Python Utilities

A comprehensive collection of reusable Python utilities and functions covering a wide range of programming tasks. This library provides modular, well-tested, and documented functions organized by domain to help accelerate development across various Python projects.

🚀 Overview

This repository contains over 200+ utility functions, classes, and decorators organized into 14 specialized modules. Each module focuses on a specific domain and provides production-ready implementations with comprehensive documentation, type hints, and unit tests.

📦 Installation

From Source

git clone https://github.com/MForofontov/python-utils.git
cd python-utils
pip install .

Development Installation

git clone https://github.com/MForofontov/python-utils.git
cd python-utils
pip install -e ".[dev]"

🗂️ Module Structure

🔄 Asyncio Functions (`asyncio_functions/`)

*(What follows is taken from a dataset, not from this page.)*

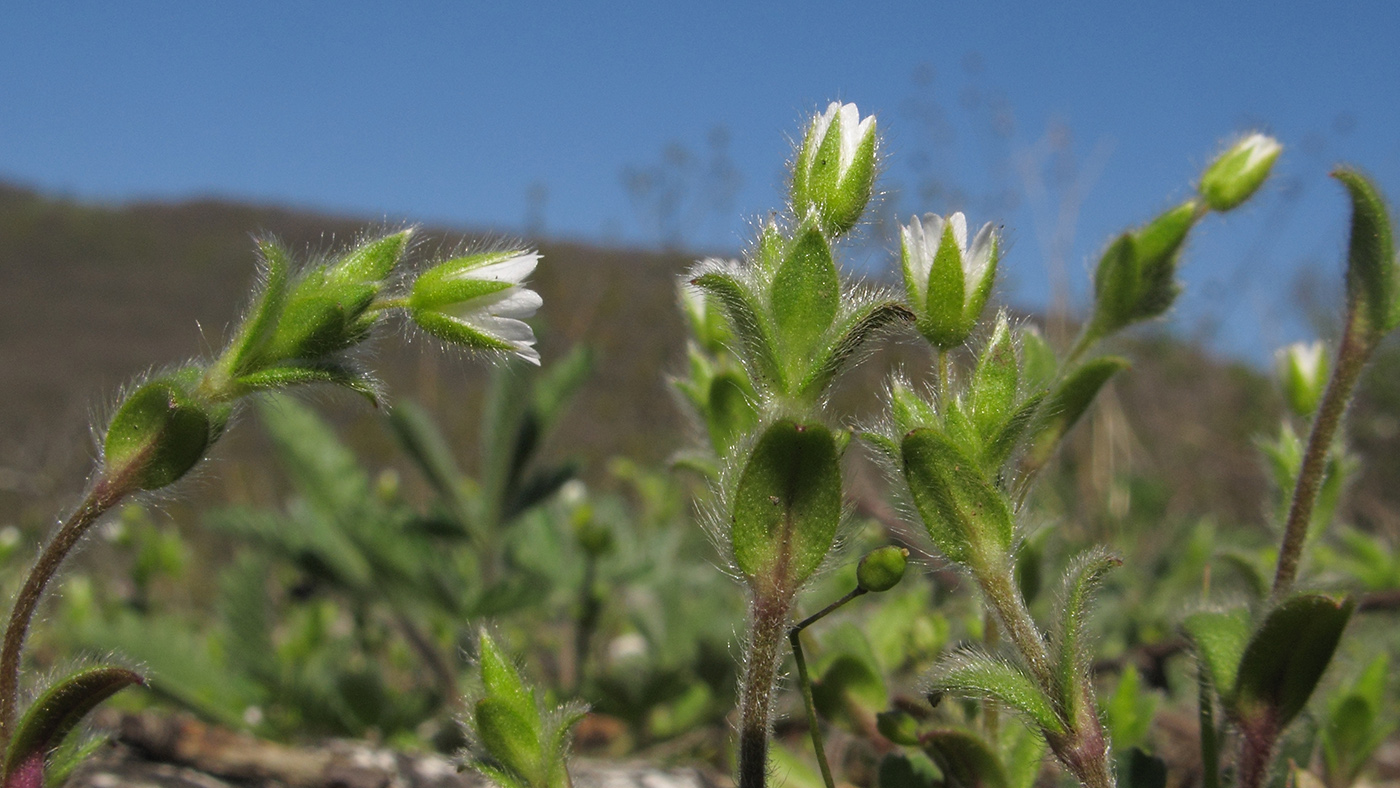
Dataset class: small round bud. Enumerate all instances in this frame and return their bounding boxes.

Advanced asynchronous programming utilities for building robust async applications:

Task Management: async_batch, async_chain, async_throttle, async_timeout
Error Handling: async_await_with_error_handling, async_retry_with_backoff
Resource Management: AsyncConnectionPool, use_connection, async_cleanup
Rate Limiting: async_rate_limited, async_periodic
Concurrency: gather_with_timeout, run_in_parallel, async_map
HTTP Utilities: fetch, fetch_all
Stream Processing: async_stream_processor
Task Control: async_cancellable_task

Key Features:

Connection pooling for database/HTTP connections
Configurable retry mechanisms with exponential backoff
Rate limiting and throttling for API calls
Stream processing for large datasets
Graceful cleanup and cancellation handling

🗜️ Compression Functions (`compression_functions/`)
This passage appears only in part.